NS Pharma has announced that they will be presenting new, long-term efficacy and safety data from the open-label extension of a Phase 2 study of VILTEPSO® (viltolarsen) at PPMD’s 2021 Virtual Annual Conference next month.
Read the announcement:
VILTEPSO® (viltolarsen) injection Long-Term Clinical Trial Data to be Presented at the PPMD 2021 Virtual Annual Conference
PARAMUS, N.J., May 12, 2021 /PRNewswire/ — NS Pharma, Inc. (NS Pharma; President, Tsugio Tanaka), a wholly owned subsidiary of Nippon Shinyaku Co., Ltd. (Nippon Shinyaku; President, Shigenobu Maekawa), announced today that new, long-term efficacy and safety data (interim analysis at 109 weeks) from the open-label extension of a Phase 2 study of VILTEPSO® (viltolarsen) injection will be presented at the PPMD 2021 Annual Conference being held virtually from June 23-26.
“This VILTEPSO data we are presenting at the PPMD Annual Conference represents some of the longest treatment times with exon-skipping therapy reported to date,” said Leslie Magnus, MD, Vice President, Medical Affairs. “This data, compared to a matched historical control group, provides information on the potential long-term effectiveness and safety of VILTEPSO that is critical for healthcare professionals and Duchenne patients and their caregivers.”
In addition to this Phase 2 open-label extension study, NS Pharma continues to investigate the efficacy and safety of VILTEPSO in the confirmatory Phase 3 RACER53 trial.
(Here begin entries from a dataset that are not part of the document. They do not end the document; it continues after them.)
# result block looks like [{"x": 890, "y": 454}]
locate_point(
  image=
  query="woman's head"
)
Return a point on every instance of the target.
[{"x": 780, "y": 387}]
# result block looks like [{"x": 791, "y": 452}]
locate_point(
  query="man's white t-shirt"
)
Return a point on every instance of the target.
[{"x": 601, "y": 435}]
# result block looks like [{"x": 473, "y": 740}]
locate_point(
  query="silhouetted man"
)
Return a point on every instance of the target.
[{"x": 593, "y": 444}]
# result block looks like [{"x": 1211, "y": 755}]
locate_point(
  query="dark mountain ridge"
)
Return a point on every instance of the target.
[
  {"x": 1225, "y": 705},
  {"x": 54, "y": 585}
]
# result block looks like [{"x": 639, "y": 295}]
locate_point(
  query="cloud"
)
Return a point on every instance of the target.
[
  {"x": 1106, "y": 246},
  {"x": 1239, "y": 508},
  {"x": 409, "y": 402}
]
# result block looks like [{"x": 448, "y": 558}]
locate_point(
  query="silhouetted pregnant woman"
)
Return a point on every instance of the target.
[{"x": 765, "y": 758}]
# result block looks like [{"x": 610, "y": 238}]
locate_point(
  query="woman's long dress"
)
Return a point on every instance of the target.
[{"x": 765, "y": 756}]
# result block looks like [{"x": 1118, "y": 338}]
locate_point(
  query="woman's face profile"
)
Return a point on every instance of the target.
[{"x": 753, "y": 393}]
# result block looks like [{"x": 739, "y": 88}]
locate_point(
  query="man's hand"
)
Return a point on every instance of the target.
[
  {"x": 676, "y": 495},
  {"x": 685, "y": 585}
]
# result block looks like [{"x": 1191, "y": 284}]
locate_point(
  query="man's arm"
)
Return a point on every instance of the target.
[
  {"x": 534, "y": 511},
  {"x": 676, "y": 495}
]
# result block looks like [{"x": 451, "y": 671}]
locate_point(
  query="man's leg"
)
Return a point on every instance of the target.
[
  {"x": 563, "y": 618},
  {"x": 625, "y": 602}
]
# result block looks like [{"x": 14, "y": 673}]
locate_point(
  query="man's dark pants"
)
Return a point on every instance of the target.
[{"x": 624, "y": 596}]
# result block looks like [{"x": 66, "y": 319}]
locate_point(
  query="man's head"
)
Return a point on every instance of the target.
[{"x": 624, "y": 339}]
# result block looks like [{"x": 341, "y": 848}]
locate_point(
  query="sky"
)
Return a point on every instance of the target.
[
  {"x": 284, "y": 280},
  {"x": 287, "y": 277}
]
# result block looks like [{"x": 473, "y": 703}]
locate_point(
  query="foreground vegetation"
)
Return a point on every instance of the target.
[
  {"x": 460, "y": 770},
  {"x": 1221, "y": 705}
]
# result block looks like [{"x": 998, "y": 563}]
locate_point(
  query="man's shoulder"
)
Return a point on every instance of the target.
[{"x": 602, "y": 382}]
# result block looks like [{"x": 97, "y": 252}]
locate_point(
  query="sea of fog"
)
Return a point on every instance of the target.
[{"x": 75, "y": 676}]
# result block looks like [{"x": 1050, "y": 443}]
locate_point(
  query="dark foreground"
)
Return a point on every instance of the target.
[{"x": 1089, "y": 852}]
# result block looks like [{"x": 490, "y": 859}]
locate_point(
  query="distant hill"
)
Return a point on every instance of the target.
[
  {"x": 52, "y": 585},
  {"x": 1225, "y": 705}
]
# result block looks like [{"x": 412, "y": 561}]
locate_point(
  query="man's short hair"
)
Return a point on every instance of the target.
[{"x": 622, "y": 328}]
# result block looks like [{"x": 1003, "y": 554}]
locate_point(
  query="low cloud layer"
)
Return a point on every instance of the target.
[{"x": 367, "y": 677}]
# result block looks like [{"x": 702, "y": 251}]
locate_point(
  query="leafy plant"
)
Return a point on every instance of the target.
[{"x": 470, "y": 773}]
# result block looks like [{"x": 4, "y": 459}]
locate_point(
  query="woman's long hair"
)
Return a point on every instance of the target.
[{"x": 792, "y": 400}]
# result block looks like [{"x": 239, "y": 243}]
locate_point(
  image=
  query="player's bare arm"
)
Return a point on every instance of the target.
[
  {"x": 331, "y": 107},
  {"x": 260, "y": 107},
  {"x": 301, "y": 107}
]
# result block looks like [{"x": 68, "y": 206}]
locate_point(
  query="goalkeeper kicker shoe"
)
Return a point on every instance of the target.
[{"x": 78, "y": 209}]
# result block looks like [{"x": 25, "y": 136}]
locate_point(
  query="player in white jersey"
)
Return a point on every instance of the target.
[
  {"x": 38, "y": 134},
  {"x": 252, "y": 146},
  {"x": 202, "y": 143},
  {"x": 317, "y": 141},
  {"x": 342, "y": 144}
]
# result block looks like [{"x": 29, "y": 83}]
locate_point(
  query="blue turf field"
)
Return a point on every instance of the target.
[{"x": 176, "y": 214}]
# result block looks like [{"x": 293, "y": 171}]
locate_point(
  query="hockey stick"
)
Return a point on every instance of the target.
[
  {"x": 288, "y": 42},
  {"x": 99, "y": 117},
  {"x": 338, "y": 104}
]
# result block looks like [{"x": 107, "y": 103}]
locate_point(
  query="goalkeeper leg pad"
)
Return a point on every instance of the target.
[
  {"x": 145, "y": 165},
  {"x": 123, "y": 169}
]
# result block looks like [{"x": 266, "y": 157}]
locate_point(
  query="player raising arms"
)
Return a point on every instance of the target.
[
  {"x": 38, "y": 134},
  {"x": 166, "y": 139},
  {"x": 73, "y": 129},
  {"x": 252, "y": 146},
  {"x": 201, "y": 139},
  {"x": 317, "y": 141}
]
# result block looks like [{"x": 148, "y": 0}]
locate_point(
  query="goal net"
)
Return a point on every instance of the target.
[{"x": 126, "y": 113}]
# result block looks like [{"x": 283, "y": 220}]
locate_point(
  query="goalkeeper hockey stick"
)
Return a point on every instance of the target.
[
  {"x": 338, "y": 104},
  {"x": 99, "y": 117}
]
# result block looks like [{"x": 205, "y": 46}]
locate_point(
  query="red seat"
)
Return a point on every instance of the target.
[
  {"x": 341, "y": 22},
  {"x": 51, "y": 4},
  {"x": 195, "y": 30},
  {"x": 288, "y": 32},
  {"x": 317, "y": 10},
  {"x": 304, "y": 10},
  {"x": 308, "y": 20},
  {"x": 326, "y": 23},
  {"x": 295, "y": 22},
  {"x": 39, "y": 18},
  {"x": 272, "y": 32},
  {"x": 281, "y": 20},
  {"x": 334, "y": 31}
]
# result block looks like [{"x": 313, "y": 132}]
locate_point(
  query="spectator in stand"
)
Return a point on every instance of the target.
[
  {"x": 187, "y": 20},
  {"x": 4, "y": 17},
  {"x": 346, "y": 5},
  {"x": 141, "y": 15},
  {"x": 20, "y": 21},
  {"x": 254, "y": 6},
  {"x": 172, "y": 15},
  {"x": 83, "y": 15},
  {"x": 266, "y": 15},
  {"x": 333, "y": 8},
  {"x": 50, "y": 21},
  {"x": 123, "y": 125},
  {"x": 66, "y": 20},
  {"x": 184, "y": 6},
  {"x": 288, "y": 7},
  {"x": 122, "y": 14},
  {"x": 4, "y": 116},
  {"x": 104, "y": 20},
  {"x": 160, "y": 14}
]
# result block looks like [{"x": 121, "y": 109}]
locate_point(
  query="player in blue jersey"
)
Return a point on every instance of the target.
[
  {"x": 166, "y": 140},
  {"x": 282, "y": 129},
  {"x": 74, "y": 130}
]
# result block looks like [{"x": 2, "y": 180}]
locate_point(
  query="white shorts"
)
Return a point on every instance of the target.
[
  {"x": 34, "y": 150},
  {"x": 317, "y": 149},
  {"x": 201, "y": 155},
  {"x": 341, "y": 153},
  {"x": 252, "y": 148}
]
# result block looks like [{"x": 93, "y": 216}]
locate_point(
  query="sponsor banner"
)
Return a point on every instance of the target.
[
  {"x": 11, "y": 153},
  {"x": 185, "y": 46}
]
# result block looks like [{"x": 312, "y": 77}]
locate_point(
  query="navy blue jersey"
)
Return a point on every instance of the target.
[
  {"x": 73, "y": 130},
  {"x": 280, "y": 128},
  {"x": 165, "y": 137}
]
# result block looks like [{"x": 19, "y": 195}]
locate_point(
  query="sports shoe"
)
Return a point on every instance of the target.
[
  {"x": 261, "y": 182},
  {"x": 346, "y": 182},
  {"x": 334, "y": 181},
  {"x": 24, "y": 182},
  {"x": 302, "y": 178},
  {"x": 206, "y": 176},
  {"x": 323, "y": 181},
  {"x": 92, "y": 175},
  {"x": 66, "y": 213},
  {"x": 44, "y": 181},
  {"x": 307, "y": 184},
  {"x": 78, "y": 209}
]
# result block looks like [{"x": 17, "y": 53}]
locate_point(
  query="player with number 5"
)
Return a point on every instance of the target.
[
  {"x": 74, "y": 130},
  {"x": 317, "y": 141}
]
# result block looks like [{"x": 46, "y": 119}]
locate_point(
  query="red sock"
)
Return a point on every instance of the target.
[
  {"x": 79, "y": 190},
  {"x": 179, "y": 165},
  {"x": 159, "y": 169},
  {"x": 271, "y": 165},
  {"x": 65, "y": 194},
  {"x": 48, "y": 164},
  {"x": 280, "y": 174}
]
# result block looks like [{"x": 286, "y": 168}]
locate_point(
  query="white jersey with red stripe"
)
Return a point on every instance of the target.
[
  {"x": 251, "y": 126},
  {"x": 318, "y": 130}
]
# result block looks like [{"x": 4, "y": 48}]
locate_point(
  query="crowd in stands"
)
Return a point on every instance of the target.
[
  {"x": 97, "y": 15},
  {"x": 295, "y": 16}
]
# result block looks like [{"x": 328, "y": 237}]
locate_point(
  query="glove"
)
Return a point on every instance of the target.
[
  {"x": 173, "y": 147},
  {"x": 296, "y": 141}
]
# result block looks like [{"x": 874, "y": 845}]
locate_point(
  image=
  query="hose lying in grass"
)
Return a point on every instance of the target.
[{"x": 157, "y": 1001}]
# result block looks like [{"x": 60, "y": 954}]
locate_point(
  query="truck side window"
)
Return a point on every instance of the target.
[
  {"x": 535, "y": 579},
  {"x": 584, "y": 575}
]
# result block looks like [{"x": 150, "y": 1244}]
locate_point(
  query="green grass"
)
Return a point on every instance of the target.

This study was initiated in October 2019 and is currently enrolling patients. The purpose of this Phase 3 trial is to confirm the clinical findings that were submitted under the Accelerated Approval pathway.
About VILTEPSO® (viltolarsen) injection
Prior to its approval in the U.S., VILTEPSO was granted Priority Review as well as Rare Pediatric Disease, Orphan Drug and Fast Track Designations. In March 2020, VILTEPSO was approved in Japan for the treatment of patients with DMD who are amenable to exon 53 skipping therapy. Prior to its approval in Japan, VILTEPSO was granted with the SAKIGAKE designation, Orphan Drug designation, and designation of Conditional Early Approval System.